Dalam putusan yang dijatuhkan Pengadilan Tindak Pidana Korupsi (Tipikor) Jakarta terhadap mantan Ketua Umum Partai Demokrat Anas Urbaningrum, 2 anggota Majelis Hakim menyampaikan dissenting opinion.
Hakim anggota Slamet Subagio dan Joko Subagio menyatakan memiliki pendapat berbeda terkait dakwaan tindak pidana pencucian uang (TPPU) terhadap Anas.
Slamet menyatakan, KPK tidak memiliki kewenangan untuk melakukan penuntutan TPPU sebagaimana terangkum dalam Undang-Undang Nomor 8 Tahun 2010.
"Pertimbangan yuridis dan hukum formil adalah UU Nomor 8 Tahun 2010 tidak adanya kewenangan penuntutan dan penyidikan KPK dalam TPPU," sebut Slamet dalam pertimbangan putusan yang dibacakan di Pengadilan Tipikor, Jakarta, Rabu (24/09) malam.
Atas dasar itu, Slamet berpendapat, tidak relevan jika Anas dijerat dengan pasal TPPU. Tuntutan JPU dalam dakwaannya juga dianggap tidak memiliki landasan yuridis formil.
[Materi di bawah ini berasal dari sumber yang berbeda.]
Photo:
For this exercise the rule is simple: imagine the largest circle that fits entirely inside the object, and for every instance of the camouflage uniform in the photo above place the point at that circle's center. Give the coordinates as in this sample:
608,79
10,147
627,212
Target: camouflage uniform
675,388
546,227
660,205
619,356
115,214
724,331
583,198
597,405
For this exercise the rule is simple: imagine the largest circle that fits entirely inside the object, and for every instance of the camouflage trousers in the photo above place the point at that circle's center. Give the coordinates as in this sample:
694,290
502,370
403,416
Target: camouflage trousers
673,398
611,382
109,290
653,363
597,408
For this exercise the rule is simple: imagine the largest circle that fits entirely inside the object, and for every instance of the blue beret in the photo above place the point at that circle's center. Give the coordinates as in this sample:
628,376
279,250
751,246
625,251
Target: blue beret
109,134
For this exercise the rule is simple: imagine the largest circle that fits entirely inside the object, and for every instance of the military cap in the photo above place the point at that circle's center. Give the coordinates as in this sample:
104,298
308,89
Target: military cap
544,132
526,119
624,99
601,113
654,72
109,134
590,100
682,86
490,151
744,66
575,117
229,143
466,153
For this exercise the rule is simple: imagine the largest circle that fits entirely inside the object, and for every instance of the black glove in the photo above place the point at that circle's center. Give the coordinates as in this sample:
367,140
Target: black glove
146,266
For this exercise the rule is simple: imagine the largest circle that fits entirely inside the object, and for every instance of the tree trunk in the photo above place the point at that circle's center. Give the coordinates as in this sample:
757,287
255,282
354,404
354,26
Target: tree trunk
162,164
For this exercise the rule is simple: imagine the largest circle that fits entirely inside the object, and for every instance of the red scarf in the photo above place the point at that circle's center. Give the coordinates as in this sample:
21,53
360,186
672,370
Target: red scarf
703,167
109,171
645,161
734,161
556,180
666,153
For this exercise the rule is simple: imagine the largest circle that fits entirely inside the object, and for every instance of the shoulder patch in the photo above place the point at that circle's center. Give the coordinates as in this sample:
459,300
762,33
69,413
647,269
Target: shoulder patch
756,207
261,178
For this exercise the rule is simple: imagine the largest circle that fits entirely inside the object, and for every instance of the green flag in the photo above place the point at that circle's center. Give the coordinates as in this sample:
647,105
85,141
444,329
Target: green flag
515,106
Hal ini ditambah keterangan saksi ahli yang menyebutkan bila terdakwa menerima uang, namun tidak bisa dibuktikan apakah itu hasil kejahatan atau tidak maka tidak bisa dijerat. "Selebihnya dissenting opinion ini diserahkan pada hakim ketua majelis," tuturnya.
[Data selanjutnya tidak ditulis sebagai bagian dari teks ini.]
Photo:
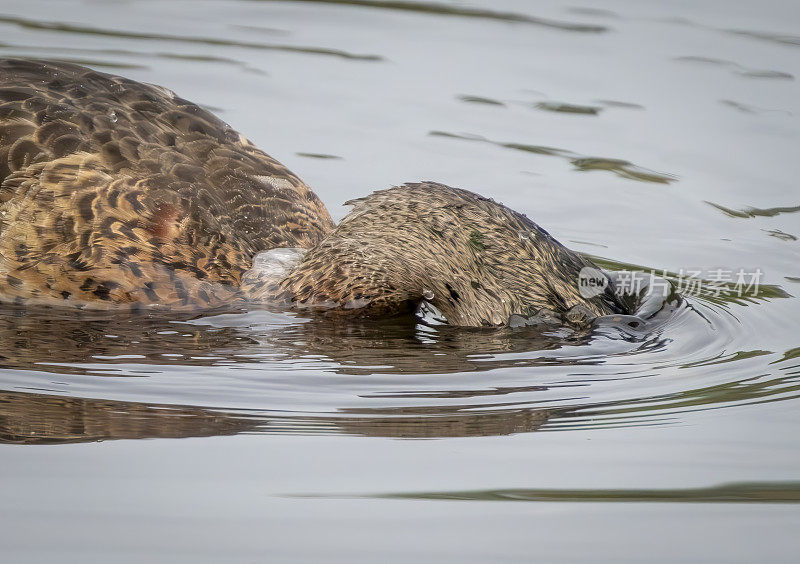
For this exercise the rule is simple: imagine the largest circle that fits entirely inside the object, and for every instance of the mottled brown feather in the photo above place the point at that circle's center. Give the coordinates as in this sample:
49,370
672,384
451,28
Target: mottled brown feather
114,191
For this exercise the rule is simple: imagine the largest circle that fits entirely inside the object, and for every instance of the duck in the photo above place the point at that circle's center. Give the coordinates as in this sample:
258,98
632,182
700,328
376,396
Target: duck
117,194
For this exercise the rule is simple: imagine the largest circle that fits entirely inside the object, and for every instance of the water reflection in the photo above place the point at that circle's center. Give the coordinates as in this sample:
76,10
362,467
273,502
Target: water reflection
620,167
61,27
381,378
748,492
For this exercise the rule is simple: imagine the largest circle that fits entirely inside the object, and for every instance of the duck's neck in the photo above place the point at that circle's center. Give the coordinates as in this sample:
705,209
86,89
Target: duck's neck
476,261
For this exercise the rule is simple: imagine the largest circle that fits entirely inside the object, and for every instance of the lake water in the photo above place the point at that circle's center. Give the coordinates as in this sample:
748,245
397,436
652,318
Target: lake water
659,134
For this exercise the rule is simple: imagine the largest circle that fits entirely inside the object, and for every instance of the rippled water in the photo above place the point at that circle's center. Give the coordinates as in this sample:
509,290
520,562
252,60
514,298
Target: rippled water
656,134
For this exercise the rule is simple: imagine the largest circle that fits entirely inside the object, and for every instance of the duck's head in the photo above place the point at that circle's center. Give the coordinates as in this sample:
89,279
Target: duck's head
478,262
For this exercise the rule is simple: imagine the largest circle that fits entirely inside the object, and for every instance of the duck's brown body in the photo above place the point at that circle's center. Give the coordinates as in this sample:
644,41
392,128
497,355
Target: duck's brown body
114,192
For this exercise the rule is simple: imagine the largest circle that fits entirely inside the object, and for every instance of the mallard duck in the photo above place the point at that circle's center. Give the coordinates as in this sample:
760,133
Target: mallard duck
121,194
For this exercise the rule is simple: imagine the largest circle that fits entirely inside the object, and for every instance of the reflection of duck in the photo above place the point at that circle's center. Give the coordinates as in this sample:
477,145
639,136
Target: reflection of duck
117,192
42,419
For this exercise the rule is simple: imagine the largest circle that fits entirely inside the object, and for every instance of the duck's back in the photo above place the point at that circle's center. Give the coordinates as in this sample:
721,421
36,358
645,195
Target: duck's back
116,191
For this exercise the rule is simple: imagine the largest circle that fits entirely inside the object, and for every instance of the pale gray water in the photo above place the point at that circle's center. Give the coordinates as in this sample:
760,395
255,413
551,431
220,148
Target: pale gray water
662,134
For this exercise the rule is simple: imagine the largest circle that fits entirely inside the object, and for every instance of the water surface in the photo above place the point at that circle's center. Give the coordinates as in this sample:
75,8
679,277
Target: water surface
662,134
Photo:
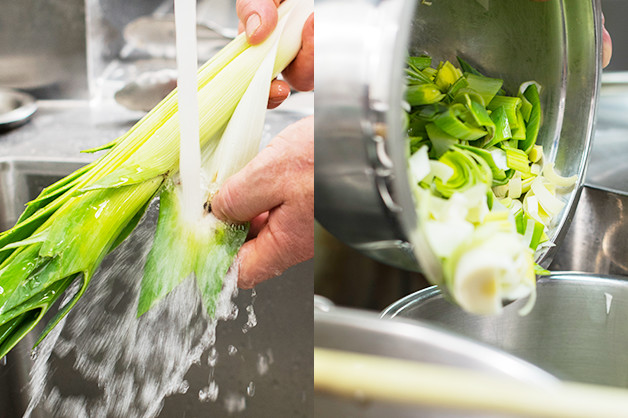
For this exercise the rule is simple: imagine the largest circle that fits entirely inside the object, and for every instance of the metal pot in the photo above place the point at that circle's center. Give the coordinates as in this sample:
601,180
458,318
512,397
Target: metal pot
362,191
363,332
576,330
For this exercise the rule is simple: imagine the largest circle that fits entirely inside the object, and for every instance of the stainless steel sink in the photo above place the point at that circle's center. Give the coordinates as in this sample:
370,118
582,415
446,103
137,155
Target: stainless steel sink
275,355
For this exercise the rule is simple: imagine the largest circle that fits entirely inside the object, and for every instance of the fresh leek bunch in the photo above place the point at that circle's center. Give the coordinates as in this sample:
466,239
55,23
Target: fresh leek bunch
64,233
484,197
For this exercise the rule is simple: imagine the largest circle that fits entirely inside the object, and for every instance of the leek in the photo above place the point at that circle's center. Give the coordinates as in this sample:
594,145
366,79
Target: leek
485,215
65,232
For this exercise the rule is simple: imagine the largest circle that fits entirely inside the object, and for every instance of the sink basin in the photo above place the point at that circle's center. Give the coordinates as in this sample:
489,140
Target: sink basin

Hakim anggota lainnya, Joko Subagio juga berpendapat senada. Namun, kedua hakim ini menyerahkan keputusan akhir kepada hakim ketua, Haswandi.
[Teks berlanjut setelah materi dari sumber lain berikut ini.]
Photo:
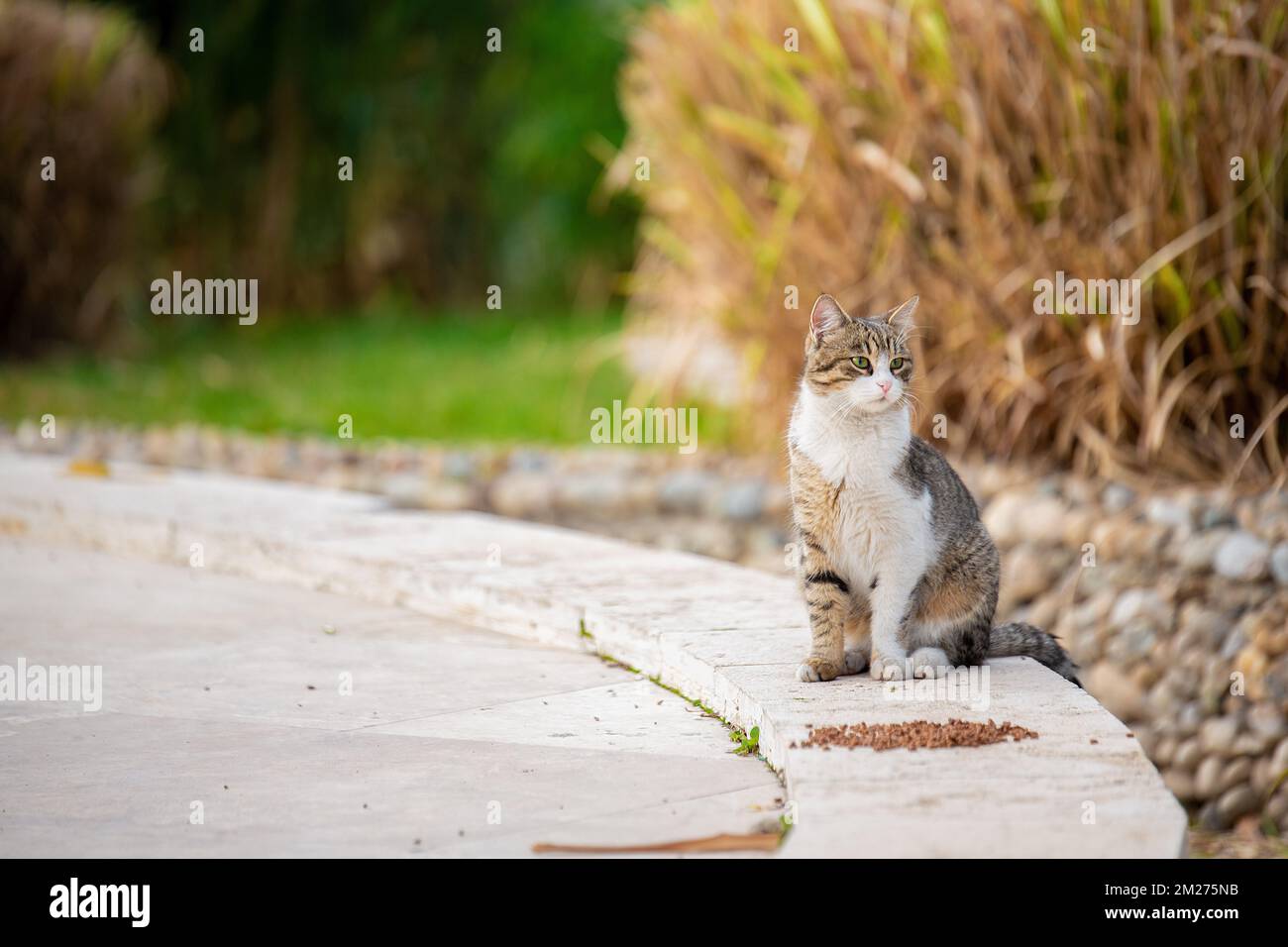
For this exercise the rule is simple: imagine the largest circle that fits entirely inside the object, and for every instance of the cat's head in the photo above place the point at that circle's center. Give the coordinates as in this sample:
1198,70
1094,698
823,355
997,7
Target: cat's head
866,360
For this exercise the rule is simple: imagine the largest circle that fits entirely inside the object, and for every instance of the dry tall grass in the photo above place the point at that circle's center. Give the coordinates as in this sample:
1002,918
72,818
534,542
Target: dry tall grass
814,167
78,85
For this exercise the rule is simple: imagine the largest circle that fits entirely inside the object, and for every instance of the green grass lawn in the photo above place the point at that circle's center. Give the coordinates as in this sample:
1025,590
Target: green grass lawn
402,373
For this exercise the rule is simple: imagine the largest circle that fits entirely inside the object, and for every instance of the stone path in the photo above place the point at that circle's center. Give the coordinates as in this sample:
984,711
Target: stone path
227,692
719,633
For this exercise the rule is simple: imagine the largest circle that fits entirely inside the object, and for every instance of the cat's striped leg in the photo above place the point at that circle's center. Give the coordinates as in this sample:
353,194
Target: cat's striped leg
827,596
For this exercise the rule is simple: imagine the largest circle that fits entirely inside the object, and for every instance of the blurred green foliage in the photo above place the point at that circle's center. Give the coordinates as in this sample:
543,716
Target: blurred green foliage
471,167
463,376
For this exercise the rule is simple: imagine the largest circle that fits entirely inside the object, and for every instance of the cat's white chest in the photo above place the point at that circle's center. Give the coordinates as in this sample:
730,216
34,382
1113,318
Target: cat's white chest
883,527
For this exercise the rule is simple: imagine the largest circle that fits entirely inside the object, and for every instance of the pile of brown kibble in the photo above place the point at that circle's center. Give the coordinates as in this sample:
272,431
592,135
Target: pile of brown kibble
915,735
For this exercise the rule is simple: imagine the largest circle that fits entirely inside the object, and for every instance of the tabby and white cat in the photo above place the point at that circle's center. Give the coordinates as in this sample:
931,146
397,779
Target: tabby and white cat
898,571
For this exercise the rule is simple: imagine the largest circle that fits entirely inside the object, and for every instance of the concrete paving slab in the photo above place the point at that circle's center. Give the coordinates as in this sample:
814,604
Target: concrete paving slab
206,699
648,608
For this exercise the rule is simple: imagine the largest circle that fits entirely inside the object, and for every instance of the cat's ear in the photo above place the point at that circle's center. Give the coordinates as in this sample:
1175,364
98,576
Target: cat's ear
825,316
901,317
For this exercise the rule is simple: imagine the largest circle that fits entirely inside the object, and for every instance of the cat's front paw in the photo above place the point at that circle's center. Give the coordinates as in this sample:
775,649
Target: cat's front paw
888,668
814,669
855,661
930,663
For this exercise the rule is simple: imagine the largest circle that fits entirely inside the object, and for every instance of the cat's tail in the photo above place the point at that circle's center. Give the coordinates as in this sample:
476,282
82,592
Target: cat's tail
1019,638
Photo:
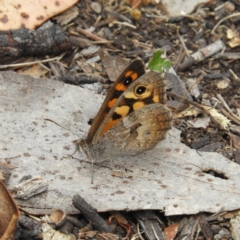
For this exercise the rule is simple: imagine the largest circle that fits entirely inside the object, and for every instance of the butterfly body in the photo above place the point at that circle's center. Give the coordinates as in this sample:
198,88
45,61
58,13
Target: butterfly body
133,117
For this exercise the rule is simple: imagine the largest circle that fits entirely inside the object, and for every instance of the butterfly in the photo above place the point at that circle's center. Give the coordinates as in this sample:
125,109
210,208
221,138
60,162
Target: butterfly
133,117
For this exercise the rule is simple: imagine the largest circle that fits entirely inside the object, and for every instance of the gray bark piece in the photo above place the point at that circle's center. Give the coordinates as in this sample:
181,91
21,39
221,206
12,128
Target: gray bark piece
170,177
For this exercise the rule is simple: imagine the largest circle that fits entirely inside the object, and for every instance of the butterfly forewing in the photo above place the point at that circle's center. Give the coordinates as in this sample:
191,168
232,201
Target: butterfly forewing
148,89
135,70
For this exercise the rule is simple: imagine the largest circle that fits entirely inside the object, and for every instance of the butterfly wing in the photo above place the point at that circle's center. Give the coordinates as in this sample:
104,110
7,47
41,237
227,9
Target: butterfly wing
148,89
141,130
134,70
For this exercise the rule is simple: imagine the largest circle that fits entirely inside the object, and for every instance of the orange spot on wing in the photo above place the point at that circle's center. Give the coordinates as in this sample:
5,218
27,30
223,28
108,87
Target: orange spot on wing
131,74
109,125
112,102
138,105
121,87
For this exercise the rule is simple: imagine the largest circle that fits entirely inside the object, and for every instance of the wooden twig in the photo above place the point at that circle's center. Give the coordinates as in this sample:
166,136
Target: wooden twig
94,37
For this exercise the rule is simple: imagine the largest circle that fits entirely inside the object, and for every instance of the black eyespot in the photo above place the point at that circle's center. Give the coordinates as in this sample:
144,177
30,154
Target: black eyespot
140,90
127,81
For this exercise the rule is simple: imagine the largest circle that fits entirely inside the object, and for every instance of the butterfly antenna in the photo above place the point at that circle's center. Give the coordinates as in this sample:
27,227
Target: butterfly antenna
92,171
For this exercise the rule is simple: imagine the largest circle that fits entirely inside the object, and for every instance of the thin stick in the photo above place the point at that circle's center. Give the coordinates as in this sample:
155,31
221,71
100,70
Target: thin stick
94,37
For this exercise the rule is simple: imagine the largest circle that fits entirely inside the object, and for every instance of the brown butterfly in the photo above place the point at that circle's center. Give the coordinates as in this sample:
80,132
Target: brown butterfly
133,117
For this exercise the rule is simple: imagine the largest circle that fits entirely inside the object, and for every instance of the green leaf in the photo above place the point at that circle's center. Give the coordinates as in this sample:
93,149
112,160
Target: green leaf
158,63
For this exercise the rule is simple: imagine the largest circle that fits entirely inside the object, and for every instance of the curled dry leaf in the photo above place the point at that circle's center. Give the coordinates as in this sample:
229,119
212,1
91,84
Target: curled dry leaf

Sebelumnya, JPU mendakwa dan menuntut Anas selama 15 tahun penjara oleh Jaksa dengan denda Rp500 juta subsider 5 bulan kurungan atas kasus dugaan penerimaan gratifikasi proyek pembangunan sport center di Bukit Hambalang, dan proyek lainnya serta TPPU. Jaksa juga mengajukan tuntutan uang pengganti Rp94 miliar dan US$5,2 juta dan jika tidak membayar maka hartanya akan disita. Kemudian, Anas juga dituntut berupa pencabutan hak politiknya dan pencabutan izin usaha pertambangan atas nama PT Arina Kotajaya.
Dalam vonisnya, majelis hakim menjatuhkan hukuman 8 tahun penjara dengan denda sebesar Rp300 juta. Apabila tidak dibayar maka diganti dengan kurungan selama 3 bulan.
Anas juga dihukum membayar uang pengganti kerugian negara yang jumlahnya yang diperoleh dari tindak pidana korupsi sebesar Rp57.5 miliar dan US$5,2. Hakim mencabut izin usaha pertambangan atas nama PT Arina Kotajaya. Namun, hakim tidak mencabut hak politik Anas.